If you ever wondered how astronauts go about their spacewalks and perform crucial mechanical duties at the International Space Station (ISS), then the National Aeronautics and Space Administration’s (NASA) recent Tweet can give you an idea. French astronaut Thomas Pesquet from the European Space Agency (ESA) along with NASA’s Shane Kimbrough was seen installing a solar array in the 36-second video shared by NASA on Twitter on Thursday. As Thomas and Shane worked on upgrading the power supply of the ISS, they were seen orbiting the blue planet at 410 kilometres above the earth. The latest spacewalk focused on installing the second series of the six roll-out solar arrays (iROSA) which arrived on a SpaceX Dragon cargo ship earlier this month. The first iROSA were installed by the ISS astronauts earlier this week.
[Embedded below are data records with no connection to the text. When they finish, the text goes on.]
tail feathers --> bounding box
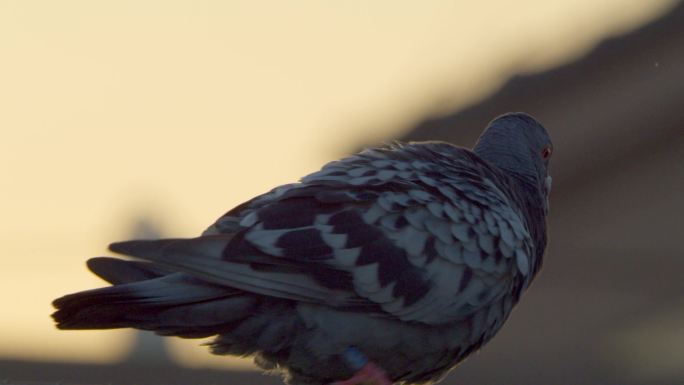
[108,237,228,262]
[52,274,256,338]
[87,257,173,285]
[108,237,341,304]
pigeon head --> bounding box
[473,112,553,214]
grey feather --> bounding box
[333,247,361,267]
[424,218,452,244]
[477,233,495,254]
[450,222,471,243]
[361,204,386,224]
[404,207,429,230]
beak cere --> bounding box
[544,175,553,214]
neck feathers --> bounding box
[474,133,547,278]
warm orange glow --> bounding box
[0,0,676,368]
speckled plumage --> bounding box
[53,112,553,385]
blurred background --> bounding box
[1,1,682,384]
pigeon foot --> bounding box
[331,361,392,385]
[331,347,392,385]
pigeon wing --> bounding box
[110,143,534,325]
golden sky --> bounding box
[0,0,677,369]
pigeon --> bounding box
[52,112,553,385]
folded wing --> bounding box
[108,143,534,326]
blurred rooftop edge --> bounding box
[3,1,683,384]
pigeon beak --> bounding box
[544,176,552,214]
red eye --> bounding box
[541,146,552,160]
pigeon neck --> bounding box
[475,143,547,277]
[508,173,548,278]
[473,132,542,190]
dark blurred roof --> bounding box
[403,2,684,385]
[3,3,683,385]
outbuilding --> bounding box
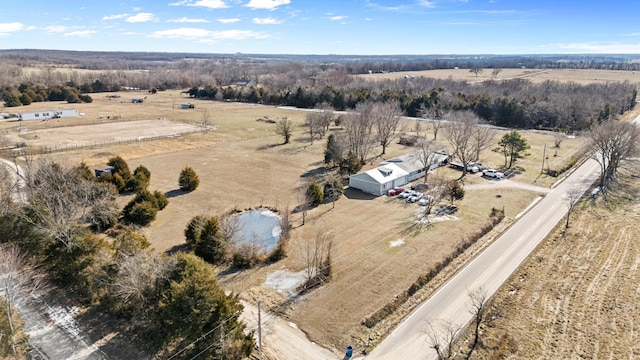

😎 How about that view? 255 miles (410 kilometers) above Earth, @Thom_Astro (suit with red stripes) and @Astro_Kimbrough continue making progress upgrading the @Space_Station's power supply. pic.twitter.com/KLBl4x2Qb9— NASA (@NASA) June 25, 2021
Solar arrays play a crucial role in the functioning of the ISS. The space station uses four pairs of solar arrays that absorb the sun’s energy to provide electrical power for the numerous research and science investigations conducted every day. They also provide the energy to continue the operations of the orbiting platform. The space station is the springboard to its ambitious Artemis missions to the Moon, which in turn will be utilised as a platform to test advanced technologies for human exploration of deep space and future missions to Mars, NASA reported
There are eight arrays currently capable of generating up to 160 kilowatts of power during orbital daytime, about half of which is stored in the station’s batteries for use while the station is not in sunlight.
Each new solar array will produce more than 20 kilowatts of electricity, eventually totalling 120 kilowatts of augmented power during orbital daytime. The remaining uncovered solar array pair and partially uncovered original arrays will continue to generate nearly 95 kilowatts of power for a total of up to 215 kilowatts of power available to support station operations once it is completed.